Gwen sabia que dependia dela inspirar todos, fazê-los sentirem-se protegidos e ter uma sensação de segurança, ou mesmo, de otimismo. Ela estava determinada a fazê-lo. Ela não podia deixar que seus medos ou que um sentimento de pessimismo a dominassem em um momento como aquele. E ela se recusava a permitir-se mergulhar na autocompaixão. Não se tratava apenas dela. Tratava-se também daquelas pessoas, de suas vidas, de suas famílias. Eles precisavam dela. Todos eles contavam com a ajuda dela.
Gwen pensou em seu pai e perguntou-se o que ele faria. Isso a fez sorrir ao pensar nele. Ele teria exibido uma expressão corajosa, sem importar as circunstâncias. Ele sempre dizia a ela para esconder o medo na arrogância e enquanto ela recordava como havia sido a vida dele, ela percebeu que ele nunca aparentava ter medo. Nem sequer uma vez. Talvez fossem apenas aparências; mas eram boas aparências. Como líder, ele sabia que estava exposto em todos os momentos, sabia que as pessoas precisavam das aparências, talvez até mais do que da liderança. Ele era altruísta demais para deixar-se vencer por seus medos. Ela iria aprender com o seu exemplo. Ela tampouco se deixaria vencer pelo temor.

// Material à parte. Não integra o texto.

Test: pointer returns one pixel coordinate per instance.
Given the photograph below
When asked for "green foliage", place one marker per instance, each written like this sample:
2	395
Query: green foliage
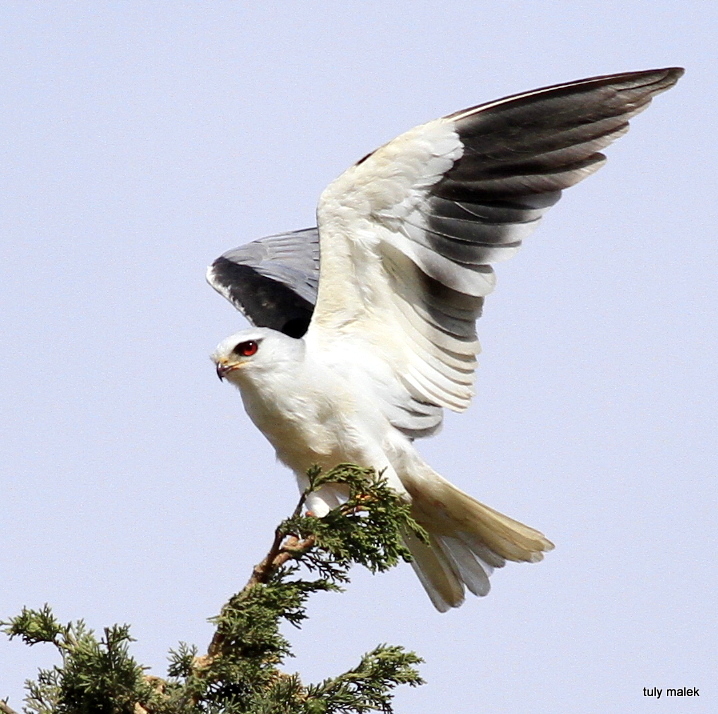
240	673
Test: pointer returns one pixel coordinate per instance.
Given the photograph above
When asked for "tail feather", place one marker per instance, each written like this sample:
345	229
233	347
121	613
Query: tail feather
467	539
435	573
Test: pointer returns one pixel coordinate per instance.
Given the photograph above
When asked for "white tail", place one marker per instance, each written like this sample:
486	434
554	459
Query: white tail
467	539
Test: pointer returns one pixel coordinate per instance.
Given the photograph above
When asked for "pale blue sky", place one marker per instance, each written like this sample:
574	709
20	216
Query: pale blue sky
139	140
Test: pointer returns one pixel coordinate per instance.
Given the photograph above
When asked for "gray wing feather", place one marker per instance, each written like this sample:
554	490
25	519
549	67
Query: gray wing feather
272	281
519	154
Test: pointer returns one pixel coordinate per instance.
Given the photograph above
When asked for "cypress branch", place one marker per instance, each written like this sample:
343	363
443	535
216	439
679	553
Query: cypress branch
240	671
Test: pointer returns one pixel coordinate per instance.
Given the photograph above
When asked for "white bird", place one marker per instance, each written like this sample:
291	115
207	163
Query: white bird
405	239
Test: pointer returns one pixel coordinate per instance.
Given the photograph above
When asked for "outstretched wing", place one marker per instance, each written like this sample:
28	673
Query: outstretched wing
408	233
272	281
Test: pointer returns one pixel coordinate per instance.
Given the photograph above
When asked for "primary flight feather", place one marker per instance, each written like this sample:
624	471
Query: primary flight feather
365	327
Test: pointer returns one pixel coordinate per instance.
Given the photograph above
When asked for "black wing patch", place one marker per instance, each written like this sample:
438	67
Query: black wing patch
272	281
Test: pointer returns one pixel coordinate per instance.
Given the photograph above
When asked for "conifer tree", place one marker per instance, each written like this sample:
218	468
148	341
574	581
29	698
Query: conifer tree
240	673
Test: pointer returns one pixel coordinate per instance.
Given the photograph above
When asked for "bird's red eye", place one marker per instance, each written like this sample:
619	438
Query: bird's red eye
246	349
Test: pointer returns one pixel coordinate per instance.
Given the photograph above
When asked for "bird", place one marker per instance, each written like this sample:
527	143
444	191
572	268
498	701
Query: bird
364	326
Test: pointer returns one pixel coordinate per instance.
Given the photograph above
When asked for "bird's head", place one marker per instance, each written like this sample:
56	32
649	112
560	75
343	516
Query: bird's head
252	352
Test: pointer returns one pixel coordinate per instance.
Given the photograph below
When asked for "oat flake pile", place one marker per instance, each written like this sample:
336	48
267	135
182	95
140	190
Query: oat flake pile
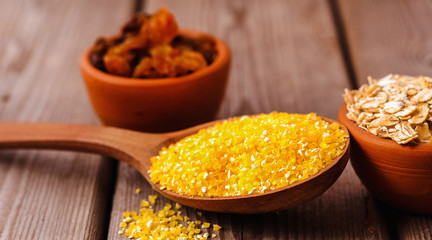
395	106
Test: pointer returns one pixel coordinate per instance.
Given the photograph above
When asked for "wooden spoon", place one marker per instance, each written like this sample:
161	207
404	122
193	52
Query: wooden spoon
136	149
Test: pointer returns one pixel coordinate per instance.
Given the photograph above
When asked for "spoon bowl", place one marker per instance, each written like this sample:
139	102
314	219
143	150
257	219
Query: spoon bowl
136	149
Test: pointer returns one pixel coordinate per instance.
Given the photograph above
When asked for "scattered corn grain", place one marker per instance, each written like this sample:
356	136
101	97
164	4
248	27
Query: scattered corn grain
163	224
152	199
216	227
248	155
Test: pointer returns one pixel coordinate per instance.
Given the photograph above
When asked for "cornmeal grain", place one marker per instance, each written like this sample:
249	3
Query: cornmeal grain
248	155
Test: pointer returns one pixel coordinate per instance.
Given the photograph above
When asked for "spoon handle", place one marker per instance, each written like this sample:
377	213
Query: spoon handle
125	145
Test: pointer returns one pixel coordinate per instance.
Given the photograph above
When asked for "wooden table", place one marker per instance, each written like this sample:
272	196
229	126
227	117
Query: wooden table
292	56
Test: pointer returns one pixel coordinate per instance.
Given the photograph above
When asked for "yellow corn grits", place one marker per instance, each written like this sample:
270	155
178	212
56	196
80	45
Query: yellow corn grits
163	224
248	155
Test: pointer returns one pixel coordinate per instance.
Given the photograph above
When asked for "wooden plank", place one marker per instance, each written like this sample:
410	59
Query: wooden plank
388	37
391	37
49	194
286	57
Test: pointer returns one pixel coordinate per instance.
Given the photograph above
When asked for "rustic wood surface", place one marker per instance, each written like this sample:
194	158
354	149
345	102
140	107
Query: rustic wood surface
292	56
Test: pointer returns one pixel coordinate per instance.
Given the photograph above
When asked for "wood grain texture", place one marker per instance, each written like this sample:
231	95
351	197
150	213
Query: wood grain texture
49	194
286	57
388	36
391	37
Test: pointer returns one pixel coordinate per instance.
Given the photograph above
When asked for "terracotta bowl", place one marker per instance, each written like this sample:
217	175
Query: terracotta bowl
398	175
158	105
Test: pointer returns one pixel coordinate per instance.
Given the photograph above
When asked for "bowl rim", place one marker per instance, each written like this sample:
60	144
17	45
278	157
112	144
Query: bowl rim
363	135
222	59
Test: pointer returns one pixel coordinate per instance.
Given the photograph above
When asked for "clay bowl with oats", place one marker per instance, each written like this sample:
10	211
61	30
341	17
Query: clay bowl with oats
398	175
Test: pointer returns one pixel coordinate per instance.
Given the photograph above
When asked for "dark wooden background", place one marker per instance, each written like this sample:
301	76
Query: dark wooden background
292	56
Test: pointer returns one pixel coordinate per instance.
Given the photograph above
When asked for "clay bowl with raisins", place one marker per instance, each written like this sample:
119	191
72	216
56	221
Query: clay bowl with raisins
397	175
158	104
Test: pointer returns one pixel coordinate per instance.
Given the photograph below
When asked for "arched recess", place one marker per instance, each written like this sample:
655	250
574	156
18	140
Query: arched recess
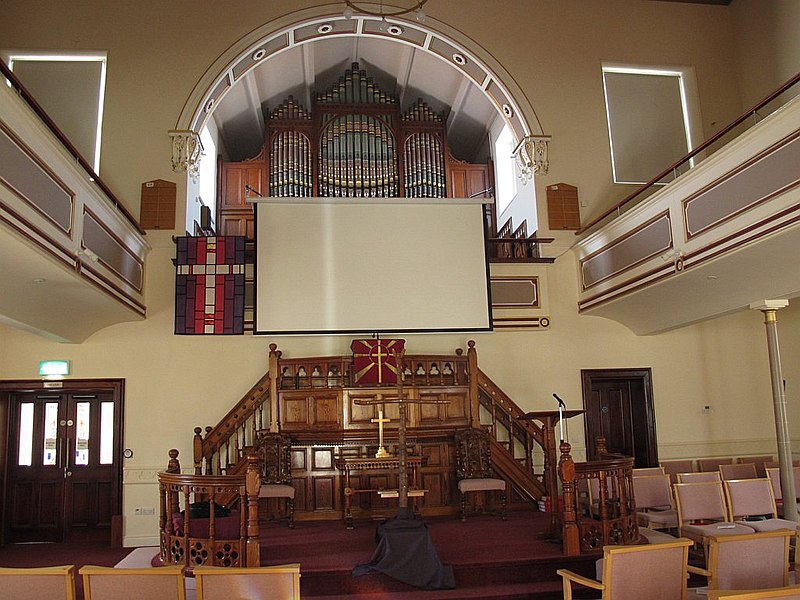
313	24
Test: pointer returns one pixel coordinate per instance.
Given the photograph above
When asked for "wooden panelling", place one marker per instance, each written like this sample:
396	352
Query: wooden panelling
648	240
563	209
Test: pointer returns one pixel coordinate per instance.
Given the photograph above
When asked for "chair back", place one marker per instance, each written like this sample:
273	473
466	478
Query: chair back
700	501
274	451
750	497
655	572
712	464
673	467
280	582
473	454
749	561
738	471
644	471
653	491
53	583
108	583
702	476
791	592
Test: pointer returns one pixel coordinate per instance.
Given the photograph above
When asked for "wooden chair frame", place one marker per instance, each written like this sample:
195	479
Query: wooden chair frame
609	553
66	572
173	571
713	545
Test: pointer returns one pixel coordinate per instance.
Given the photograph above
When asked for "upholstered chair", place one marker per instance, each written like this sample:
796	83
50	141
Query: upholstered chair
751	502
654	572
750	561
274	451
703	513
280	582
108	583
55	583
655	507
474	468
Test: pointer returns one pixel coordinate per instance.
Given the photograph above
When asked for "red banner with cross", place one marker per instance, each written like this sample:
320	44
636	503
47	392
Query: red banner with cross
375	361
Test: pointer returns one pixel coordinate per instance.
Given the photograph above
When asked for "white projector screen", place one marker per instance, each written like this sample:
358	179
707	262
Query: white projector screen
351	265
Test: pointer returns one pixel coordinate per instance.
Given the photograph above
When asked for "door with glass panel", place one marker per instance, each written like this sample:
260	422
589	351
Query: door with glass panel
64	466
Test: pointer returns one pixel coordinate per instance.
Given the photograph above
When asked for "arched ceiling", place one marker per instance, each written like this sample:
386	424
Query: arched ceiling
408	70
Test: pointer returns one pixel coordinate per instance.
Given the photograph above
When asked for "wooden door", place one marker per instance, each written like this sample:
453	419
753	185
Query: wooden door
63	479
619	407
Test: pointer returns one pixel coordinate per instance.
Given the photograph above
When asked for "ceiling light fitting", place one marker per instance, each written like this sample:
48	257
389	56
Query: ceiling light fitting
352	7
531	156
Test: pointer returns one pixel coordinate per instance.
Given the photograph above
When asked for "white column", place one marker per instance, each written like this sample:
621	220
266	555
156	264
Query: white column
770	309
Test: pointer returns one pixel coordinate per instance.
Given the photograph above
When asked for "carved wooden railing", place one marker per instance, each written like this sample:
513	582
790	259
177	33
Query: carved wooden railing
230	541
599	506
514	438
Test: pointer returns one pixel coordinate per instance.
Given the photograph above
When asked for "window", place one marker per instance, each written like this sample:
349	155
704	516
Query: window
505	169
71	90
648	120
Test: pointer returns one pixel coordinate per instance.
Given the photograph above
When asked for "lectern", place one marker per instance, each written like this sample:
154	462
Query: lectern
549	419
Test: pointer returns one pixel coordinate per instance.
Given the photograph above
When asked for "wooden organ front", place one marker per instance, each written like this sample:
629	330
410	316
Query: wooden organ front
355	143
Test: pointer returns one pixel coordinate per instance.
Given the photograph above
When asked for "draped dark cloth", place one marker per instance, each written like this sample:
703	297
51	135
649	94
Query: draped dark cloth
405	552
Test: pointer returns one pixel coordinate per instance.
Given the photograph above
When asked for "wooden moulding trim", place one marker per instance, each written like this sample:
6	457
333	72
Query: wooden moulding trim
47	172
635	259
728	177
87	212
40	112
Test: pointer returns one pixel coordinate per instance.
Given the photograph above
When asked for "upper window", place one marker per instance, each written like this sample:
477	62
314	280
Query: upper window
648	121
70	87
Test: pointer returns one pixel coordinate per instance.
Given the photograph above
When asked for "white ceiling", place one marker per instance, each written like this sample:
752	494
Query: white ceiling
397	68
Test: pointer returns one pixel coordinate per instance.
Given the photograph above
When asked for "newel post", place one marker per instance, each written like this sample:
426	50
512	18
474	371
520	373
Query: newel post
474	391
570	529
274	379
197	449
252	486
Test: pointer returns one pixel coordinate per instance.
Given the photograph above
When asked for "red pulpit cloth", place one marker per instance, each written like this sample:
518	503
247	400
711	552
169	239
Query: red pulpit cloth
375	361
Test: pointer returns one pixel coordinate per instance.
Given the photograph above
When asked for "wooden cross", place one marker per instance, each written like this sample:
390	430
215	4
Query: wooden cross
381	453
402	451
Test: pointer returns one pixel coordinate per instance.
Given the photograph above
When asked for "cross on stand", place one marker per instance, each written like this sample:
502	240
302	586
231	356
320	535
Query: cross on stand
402	450
381	453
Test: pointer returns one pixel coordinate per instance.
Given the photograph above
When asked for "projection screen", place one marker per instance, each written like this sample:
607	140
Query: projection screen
372	265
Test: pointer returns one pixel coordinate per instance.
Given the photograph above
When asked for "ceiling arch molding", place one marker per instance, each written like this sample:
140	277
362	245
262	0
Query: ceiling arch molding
303	30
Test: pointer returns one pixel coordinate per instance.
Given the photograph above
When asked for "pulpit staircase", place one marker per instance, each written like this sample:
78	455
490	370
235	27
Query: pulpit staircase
517	451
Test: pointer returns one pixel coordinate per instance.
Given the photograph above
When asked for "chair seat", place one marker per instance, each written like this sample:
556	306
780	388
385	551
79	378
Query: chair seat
275	490
481	485
664	518
715	529
770	524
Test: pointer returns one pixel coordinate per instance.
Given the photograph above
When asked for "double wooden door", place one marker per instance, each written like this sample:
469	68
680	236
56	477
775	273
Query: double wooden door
63	478
619	407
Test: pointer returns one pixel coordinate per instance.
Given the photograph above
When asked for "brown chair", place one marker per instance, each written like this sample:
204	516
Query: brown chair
53	583
281	582
759	461
655	508
703	513
750	561
274	451
673	467
474	468
702	476
712	464
654	572
790	592
752	503
109	583
738	471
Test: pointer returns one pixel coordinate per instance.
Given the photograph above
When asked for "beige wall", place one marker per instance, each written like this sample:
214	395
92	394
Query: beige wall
553	50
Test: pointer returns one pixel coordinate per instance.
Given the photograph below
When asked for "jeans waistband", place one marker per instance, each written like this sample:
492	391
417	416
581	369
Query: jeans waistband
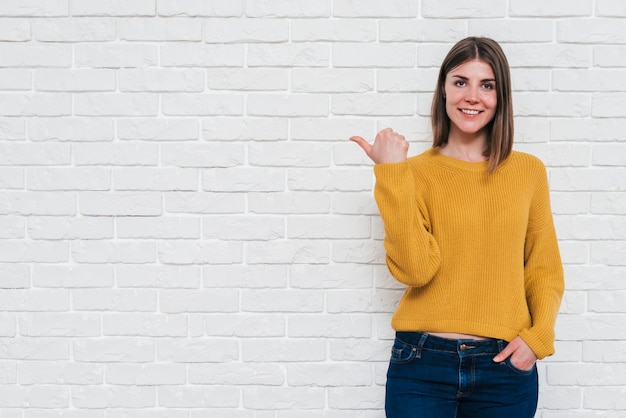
433	342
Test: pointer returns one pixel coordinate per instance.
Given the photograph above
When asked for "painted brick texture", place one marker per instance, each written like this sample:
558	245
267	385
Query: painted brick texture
186	231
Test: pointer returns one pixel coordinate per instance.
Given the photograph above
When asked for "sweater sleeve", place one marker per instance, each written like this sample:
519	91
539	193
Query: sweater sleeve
543	272
412	254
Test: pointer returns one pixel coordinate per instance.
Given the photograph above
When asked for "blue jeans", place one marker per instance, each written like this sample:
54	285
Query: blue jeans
433	377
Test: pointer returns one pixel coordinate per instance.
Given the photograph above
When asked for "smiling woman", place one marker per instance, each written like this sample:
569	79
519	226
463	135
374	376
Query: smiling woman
479	257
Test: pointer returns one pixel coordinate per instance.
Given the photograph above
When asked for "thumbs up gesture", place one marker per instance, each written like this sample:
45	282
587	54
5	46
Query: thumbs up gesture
388	147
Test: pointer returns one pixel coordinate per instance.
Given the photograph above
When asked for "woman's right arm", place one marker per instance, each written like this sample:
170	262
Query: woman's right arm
412	254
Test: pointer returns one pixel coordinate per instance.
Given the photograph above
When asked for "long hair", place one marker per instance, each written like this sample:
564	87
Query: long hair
500	129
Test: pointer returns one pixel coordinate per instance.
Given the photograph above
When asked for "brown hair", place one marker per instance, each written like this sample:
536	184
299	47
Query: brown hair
500	129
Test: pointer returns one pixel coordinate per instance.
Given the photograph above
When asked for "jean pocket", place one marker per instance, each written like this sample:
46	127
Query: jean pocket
517	370
402	352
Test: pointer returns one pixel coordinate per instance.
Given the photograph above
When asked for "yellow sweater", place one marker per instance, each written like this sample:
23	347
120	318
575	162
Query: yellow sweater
477	251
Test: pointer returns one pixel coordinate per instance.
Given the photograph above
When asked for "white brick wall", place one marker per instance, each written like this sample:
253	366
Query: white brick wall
186	232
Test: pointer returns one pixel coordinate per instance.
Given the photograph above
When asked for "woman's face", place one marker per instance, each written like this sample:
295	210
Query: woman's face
471	99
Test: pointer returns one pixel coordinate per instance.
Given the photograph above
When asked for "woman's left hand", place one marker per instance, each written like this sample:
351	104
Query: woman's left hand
521	355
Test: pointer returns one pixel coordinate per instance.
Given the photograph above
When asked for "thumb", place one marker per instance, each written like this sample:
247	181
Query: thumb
367	147
504	354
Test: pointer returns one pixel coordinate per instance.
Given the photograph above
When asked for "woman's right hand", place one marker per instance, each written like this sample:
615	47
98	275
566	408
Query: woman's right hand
388	147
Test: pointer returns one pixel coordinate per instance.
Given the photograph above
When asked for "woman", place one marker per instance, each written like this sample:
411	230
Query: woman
469	230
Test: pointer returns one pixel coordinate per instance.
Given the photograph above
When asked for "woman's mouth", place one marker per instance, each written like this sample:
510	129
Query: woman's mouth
470	111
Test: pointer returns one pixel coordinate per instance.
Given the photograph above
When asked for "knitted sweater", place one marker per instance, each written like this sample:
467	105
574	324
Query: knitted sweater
478	252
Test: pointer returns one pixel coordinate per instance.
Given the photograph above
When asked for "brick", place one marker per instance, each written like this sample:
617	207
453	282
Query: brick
35	55
207	8
155	179
337	276
374	55
233	129
288	252
329	326
18	251
460	9
144	324
590	31
112	55
113	397
12	129
161	129
282	300
12	227
146	374
150	29
237	374
255	277
73	276
37	203
59	325
243	180
609	56
197	350
70	129
217	31
194	55
285	398
44	179
289	202
293	105
180	252
14	276
312	179
15	79
116	104
243	227
114	8
336	30
35	8
198	397
213	300
161	80
240	325
115	154
114	350
549	55
610	8
180	104
74	30
288	55
286	8
203	155
381	104
338	227
101	251
35	349
38	104
120	203
209	203
514	30
152	276
114	300
561	8
60	373
284	350
290	154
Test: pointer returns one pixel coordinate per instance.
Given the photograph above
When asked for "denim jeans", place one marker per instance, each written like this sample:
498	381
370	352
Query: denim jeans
435	377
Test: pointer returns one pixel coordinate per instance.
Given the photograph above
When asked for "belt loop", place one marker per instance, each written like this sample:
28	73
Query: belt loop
418	354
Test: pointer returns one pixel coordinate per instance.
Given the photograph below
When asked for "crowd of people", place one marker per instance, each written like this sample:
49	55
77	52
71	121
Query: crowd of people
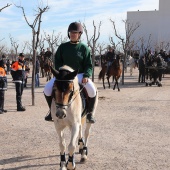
19	71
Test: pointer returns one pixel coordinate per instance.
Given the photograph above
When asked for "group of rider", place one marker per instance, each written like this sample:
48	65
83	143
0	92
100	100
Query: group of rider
151	67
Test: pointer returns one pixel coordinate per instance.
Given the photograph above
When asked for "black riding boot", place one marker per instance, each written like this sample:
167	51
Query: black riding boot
49	101
90	118
19	104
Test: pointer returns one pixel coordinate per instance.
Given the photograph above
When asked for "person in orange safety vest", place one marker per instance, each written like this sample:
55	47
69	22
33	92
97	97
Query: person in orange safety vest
3	86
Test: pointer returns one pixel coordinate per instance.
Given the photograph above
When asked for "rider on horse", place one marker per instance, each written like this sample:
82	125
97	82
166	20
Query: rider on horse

Gwen olhou em volta e viu Godfrey marchando ao seu lado, ao lado dele ia Illepra, a curandeira; os dois estavam envolvidos em uma conversa. Gwen tinha notado que os dois pareciam ter se apegado bastante um ao outro desde que Illepra tinha salvado a vida de Godfrey. Gwen desejava que seus outros irmãos estivessem ali também. Mas Reece tinha ido embora com Thor; quanto a Gareth, era óbvio que ele tinha desaparecido de sua vida para sempre e Kendrick ainda estava em seu posto, em algum lugar do Leste, ajudando a reconstruir aquela cidade remota. Ela tinha enviado um mensageiro até ele. Essa havia sido a primeira coisa que ela tinha feito. Ela rezou para que o mensageiro o alcançasse a tempo, para trazê-lo para Silésia, dessa forma, ele estaria com ela e ajudaria a defendê-la. Então, pelo menos, dois de seus irmãos: Kendrick e Godfrey poderiam refugiar-se em Silésia com ela; isso abrangia todos eles. Exceto, é claro, sua irmã mais velha, Luanda.
Pela primeira vez em muito tempo, os pensamentos de Gwen se voltaram para Luanda. Ela sempre teve uma rivalidade com sua irmã mais velha. Gwen não tinha tido a mais mínima surpresa quando Luanda aproveitou a primeira chance que teve de ir embora da Corte do Rei e casar-se com aquele McCloud. Luanda sempre foi ambiciosa e sempre quis ser a primeira em tudo. Gwendolyn a amava e a admirava quando ela era mais jovem; mas Luanda, tornou-se cada vez mais competitiva e não havia retribuído o seu amor. Depois de um tempo, Gwen parou de tentar.
No entanto, agora Gwen se sentia mal por Luanda; ela se perguntava o que teria acontecido com sua irmã depois que os McClouds foram invadidos por Andronicus. Será que ela havia sido assassinada? Gwen estremeceu com esse pensamento. Elas eram rivais, mas afinal de contas, elas ainda eram irmãs e ela não queria vê-la morta tão jovem.
Gwen pensou em sua mãe, o outro único membro de sua família deixado para trás, encalhado na Corte do Rei, com Gareth naquele estado. O pensamento lhe provocou um calafrio. Apesar de toda a raiva que ela ainda tinha de sua mãe, Gwen não queria que ela acabasse assim. O que aconteceria se a Corte do Rei fosse invadida? Será que sua mãe seria morta?
Gwen não podia deixar de sentir que sua vida, a qual tinha sido tão cuidadosamente construída, estava desabando ao seu redor. Parecia que tinha sido apenas ontem, em pleno auge do verão, que tinha sucedido o casamento de Luanda, uma festa gloriosa, toda a Corte do Rei transbordava com abundância, ela e sua família, estavam todos juntos, celebrando; o Anel era inexpugnável. Parecia que tudo duraria para sempre.